Last night, I read an article in AdAge about how both Google and Facebook were staking their respective futures on mobile, and how mobile was increasingly becoming the foundation of their efforts.
Since 2005, when I started working with The Marksmen, developing applications that could be accessed and utilized from mobile devices (it all started with the Treo), I knew that mobile represented the future of computing.
Notice I said “computing” as opposed to content consumption or the internet, because with the advent of the smartphone, there are fewer and fewer things that one can do exclusively on a PC that can’t be done on a mobile device.
From there it was DOT.TUNES, the first mobile application developed for the iPhone BEFORE the release of the iPhone SDK, which allowed users to remotely access their entire iTunes library directly from their mobile devices (even if it wasn’t an iPhone – holla!).
I even did a stint at MX Telecom (now OpenMarket), one of the largest mobile aggregators in the world, to learn about the ins-and-outs of the mobile industry, from the perspective of the underlying technology behind SMS/MMS/PSMS/Wap, mobile billing, etc.
Ever since, I have been preaching about the importance of mobile to anyone who would listen.
I tell virtually all the clients I consult, that they need to adopt a mobile strategy.
Set up a basic SMS service.
Create a brand specific mobile app.
Do anything to incorporate some mobile elements to your brand identity or risk going the way of the dinosaur.
I’m saying, if Google and Facebook are banking so heavily on it, doesn’t it seem to make good business sense?
They’re only multi-billion dollar companies.
Clearly, there is some wisdom to their actions.
Recently, I’ve been speaking with Sergio Lilavois, one of the founding partners of WeHarlem, an interactive e-community for those that live, work or socialize in Harlem.
WeHarlem has launched several innovative initiatives directed squarely at harnessing and applying the power of mobile devices.
They have a social media website, WeHarlem.com, which links residents and local businesses.
One of the most valuable features of WeHarlem’s mobile app, is the Wi-Fi locator, which enables users to find Harlem businesses offering free Wi-Fi in their establishments.

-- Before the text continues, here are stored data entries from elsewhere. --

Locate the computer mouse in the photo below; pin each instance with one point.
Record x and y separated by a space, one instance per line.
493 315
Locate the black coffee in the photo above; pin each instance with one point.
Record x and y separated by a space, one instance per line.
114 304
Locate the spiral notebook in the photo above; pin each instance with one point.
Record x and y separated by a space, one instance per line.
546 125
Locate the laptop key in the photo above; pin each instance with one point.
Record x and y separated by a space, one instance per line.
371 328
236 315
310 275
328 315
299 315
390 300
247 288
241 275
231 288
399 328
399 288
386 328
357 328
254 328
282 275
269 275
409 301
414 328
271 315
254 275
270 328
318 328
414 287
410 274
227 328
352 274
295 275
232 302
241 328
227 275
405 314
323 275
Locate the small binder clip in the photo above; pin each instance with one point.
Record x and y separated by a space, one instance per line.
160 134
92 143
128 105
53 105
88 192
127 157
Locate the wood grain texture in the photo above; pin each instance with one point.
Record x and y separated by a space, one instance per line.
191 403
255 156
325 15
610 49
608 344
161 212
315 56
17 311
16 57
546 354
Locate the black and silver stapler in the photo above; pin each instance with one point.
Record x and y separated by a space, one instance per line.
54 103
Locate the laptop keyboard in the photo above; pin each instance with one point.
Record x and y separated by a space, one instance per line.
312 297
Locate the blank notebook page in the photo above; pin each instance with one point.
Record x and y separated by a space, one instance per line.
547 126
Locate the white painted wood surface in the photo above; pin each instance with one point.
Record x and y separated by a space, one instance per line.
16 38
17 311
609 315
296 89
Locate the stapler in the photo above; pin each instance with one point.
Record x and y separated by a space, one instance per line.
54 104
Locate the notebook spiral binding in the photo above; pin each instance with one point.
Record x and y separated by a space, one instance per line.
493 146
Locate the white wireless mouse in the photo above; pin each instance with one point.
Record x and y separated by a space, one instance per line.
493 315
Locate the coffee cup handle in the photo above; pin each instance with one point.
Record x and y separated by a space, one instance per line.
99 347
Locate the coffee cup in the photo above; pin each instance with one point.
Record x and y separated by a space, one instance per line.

WeHarlem’s strategy involves providing Harlem residents and businesses with bi-directional utility, generating foot-traffic, loyalty and retention.
We’re in discussions right now to help bring businesses even deeper into the fold, by offering services to enable them to more closely connect with their target audiences using mobile and social media technology.
There have been other shining moments, when the strategies I propose actually gain a foothold.
Vincent Morgan, for example, knew immediately that he wanted it all, a mobile version of his primary website and an SMS alert service.
Although he failed in his efforts to dethrone Charles Rangel, he succeeded in rewriting the way candidates utilize the web, social media and mobile in their campaigns.
Anyway, the AdAge article renewed my passion for evangelizing mobile and I will continue to preach the value of mobile to all who will listen!